Some days are deadlier than others. The procrastination book
tells me to pencil in fun things in my schedule, to make sure I keep up my
commitment to having fun. I have been blocking out entire evenings with art
classes and gym sessions. This seems to be doing me good; indeed, I haven’t
cried in weeks and I don’t feel guilty about having free time anymore. Nor do I
feel guilty about spending money on it (which, once upon a time, I would have
felt very guilty about). I now know that the most important thing in the world
isn’t my PhD, nor is it fretting about unwritten articles and non-existent
jobs; no, the most important thing in the world is that I get to my drawing
class tonight, and if I make it to the gym for a quick swim on the way, then
that’s an added bonus.
The thing is: in the morning bit of my schedule, the bit
which is blissfully free from activities and which has been set aside for work,
I often just can’t seem to get much work done. (the procrastination bible sets
the bar very low: it says that if you have managed a solid half-hour a day,
then that’s something. I can usually manage to sit still for a paltry
half-hour. So I get to pencil that in to
the schedule, once I have done it, and I get to feel good. It’s not much,
though. There is a chapter sitting on my desk that I just can’t seem to
stomach; it was meant to have been finished two weeks ago. It spilled over into
the previous week. And this week. The thing is, there are other chapters whose
turn it is this week for some alone-time with Mummy. I can’t let things just
spill over indefinitely. But I can’t seem to finish it, and the hours – the
blissful daytime hours, before the scheduled fun starts – slip away, every day.

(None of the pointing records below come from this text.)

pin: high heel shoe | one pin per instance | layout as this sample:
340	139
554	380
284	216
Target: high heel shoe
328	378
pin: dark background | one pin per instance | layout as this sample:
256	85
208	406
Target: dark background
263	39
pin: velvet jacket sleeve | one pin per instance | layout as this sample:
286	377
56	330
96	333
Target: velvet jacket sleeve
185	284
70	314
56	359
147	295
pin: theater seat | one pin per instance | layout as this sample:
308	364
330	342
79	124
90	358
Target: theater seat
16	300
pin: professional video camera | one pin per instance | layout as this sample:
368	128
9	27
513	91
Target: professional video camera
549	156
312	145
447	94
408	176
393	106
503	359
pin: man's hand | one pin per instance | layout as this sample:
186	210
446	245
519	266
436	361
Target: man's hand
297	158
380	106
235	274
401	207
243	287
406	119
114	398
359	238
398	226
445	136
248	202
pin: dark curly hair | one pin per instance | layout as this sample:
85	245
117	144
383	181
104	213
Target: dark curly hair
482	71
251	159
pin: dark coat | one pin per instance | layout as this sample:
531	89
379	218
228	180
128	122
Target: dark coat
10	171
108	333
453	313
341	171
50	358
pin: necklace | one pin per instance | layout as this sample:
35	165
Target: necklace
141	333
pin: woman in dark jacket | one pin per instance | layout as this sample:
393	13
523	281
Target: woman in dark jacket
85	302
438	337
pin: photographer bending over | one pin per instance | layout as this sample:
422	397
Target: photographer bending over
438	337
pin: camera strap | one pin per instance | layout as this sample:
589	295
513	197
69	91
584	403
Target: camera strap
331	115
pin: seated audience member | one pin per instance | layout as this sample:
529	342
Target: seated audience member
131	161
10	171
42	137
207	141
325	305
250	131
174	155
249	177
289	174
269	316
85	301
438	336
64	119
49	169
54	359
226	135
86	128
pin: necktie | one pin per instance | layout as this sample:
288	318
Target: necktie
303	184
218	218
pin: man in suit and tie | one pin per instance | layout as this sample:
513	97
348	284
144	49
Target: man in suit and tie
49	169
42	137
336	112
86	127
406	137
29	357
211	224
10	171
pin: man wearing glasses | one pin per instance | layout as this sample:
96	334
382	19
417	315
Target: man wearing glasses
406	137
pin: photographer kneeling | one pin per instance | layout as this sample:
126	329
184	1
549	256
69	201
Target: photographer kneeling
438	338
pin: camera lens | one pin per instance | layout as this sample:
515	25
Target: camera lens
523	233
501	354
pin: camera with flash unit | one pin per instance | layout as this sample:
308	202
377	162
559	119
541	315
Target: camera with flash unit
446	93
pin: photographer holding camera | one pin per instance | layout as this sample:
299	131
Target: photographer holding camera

Today I have a plan: do two half-hours on that chapter, then
save it, print it and give it to someone to read. Stop doing it. Then do two
half-hours on the next chapter. Save it, print it, stop it. Then see where we
are.
You could really just go on faffing indefinitely with one
bit of work, never quite get into it and never finish it. The procrastination bible says that this kind
of procrastination requires a good, hard look at the value of real, finished,
imperfect work, which you can do in the time available to you, as opposed to
perfect, unfinished, ideal work that doesn’t exist (yet which you COULD do if
you had ore time, more resources, more… whatever.)
How I wish that I could listen to the procrastination book
properly and just DO WHAT IT SAYS and start early every day and get shit done.
Oh God, it’s eleven. Right. Two half-hours. That is my aim.